An example of flowchart of a process or rule for determining whether an image is suitable for analysis is shown in FIG. 16. The process or rule shown in FIG. 16 is operable to determine if an image of the array of assay sites 15 in the array 10 is suitable for analysis if the background of the image of the array 10 is sufficiently dark and uniform. The process uses 1405 metrics of the overall image, wherein the metrics of the overall image include, in this example, the mean of the pixel intensities for the background parts of the overall image and the standard deviation (or some other suitable measure of spread) of the pixel intensities for the background parts of the overall image. The rule uses global parameters 1410, including an image background mean maximum acceptable value (or threshold) and image standard deviation or spread maximum acceptable value (or threshold). The process comprises implementing a rule 1415 in which it is determined if either the mean of the pixel intensities for the background parts of the overall image exceeds the image background mean maximum acceptable value (or threshold) or the standard deviation (or some other suitable measure of spread) of the pixel intensities for the background parts of the overall image exceeds the image standard deviation or spread maximum acceptable value (or threshold) respectively. If so, then a technical error is flagged 1420 and the process ends 1425 for that image. Otherwise, it is determined that the image is suitable for analysis and the overall process implemented by the grading engine 940 continues to rule 1215, which is illustrated in FIG. 17.

FIG. 17 is a schematic of a process 2205 for identifying if an object detected in a segment 925 is a spot indicative of a reaction. If the object can't be identified as a spot with a required certainty, then the process proceeds to the process 2305 of FIG. 18, which determines if the segment 925 is empty or not. The process 2205 of FIG. 17 determines an object in a given segment 925 is a spot indicative of a reaction if it satisfies certain conditions relating to the detectability, shape, size and position in the segment 925 of the spot.

The process includes receiving parameters 2215, such as maximum and minimum blob radius, maximum and minimum isoperimetric coefficient, maximum and minimum blob edge metric and the like. The parameters are unique for the individual assay site/assay being performed.

The process comprises applying rules 2220 to determine if metrics found in the segment support recognition of the object in a given segment are indicative of a reaction that is suitable for grading. If so, the graded reaction can be determined uniquely for the given segment.

The application of the rules 2220 utilise circle and domain metrics 2210, such as those generated during the metrics generation described above in relation to FIG. 13. The application of the rules 2220 can include, for example, determining if a circle has been found in a given segment 925. If a circle is found for the segment under analysis, then it is determined that a spot indicative of a reaction is present in that segment, and the radius and position of the circle are determined.

Additional or alternative rules can be used to determine the presence of a spot indicative of a reaction.
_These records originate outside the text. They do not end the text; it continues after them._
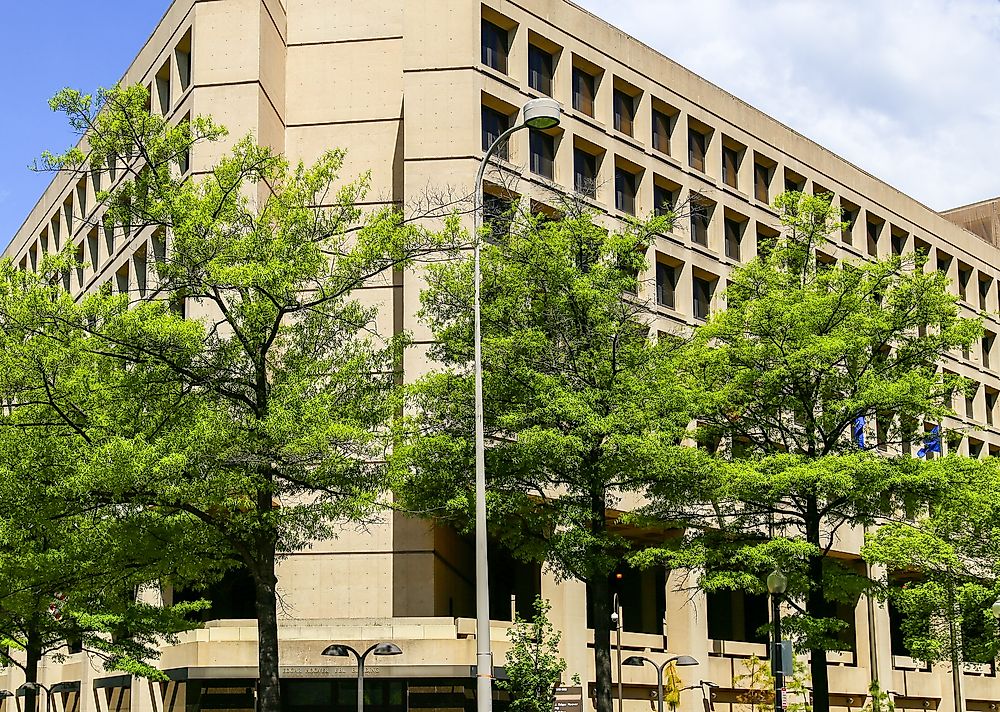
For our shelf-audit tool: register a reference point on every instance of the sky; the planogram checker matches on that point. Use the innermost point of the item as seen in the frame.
(46, 45)
(906, 89)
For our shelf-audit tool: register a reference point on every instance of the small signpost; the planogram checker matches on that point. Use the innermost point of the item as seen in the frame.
(569, 699)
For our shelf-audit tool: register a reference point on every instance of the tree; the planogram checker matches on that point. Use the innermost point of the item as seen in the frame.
(534, 666)
(947, 561)
(69, 571)
(803, 352)
(285, 384)
(580, 404)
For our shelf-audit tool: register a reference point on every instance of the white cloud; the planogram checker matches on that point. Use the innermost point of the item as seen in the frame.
(906, 89)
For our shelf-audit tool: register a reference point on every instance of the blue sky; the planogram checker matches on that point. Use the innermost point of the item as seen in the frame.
(906, 89)
(46, 45)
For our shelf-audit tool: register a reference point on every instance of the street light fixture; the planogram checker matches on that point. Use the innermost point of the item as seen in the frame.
(777, 584)
(639, 660)
(35, 686)
(339, 650)
(536, 114)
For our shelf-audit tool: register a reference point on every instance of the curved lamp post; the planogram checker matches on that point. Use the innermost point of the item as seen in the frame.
(777, 584)
(639, 660)
(338, 650)
(536, 114)
(35, 686)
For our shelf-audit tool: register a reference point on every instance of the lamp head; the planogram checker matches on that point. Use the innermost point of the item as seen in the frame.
(336, 651)
(777, 582)
(542, 113)
(387, 649)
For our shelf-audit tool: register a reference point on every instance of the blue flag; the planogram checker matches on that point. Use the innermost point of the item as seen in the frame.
(858, 432)
(932, 442)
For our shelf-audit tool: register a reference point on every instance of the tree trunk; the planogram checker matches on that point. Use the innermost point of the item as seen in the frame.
(816, 608)
(265, 585)
(600, 604)
(33, 655)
For example, the application of the rules 2220 can also include, determining if an object in the form of a non-circular “blob” has been found based on SSR. If so, various metrics of the “blob” such as radius, edge metric, isoperimetric co-efficient, position and the like are determined. It is determined that a spot indicative of a reaction is present in the segment if all blob criteria are met, wherein the blob criteria comprise one or more of, for example, the blob radius is greater than or equal to the blob minimum radius and less than or equal to the blob maximum radius; the blob isoperimetric coefficient is greater than or equal to the blob minimum isoperimetric coefficient and less than or equal to the blob maximum isoperimetric coefficient; the blob edge metric is greater than or equal to the blob minimum edge metric and less than or equal to the blob maximum edge metric, and/or the like. If all of the blob criteria are met, then it is also determined that a spot has been detected.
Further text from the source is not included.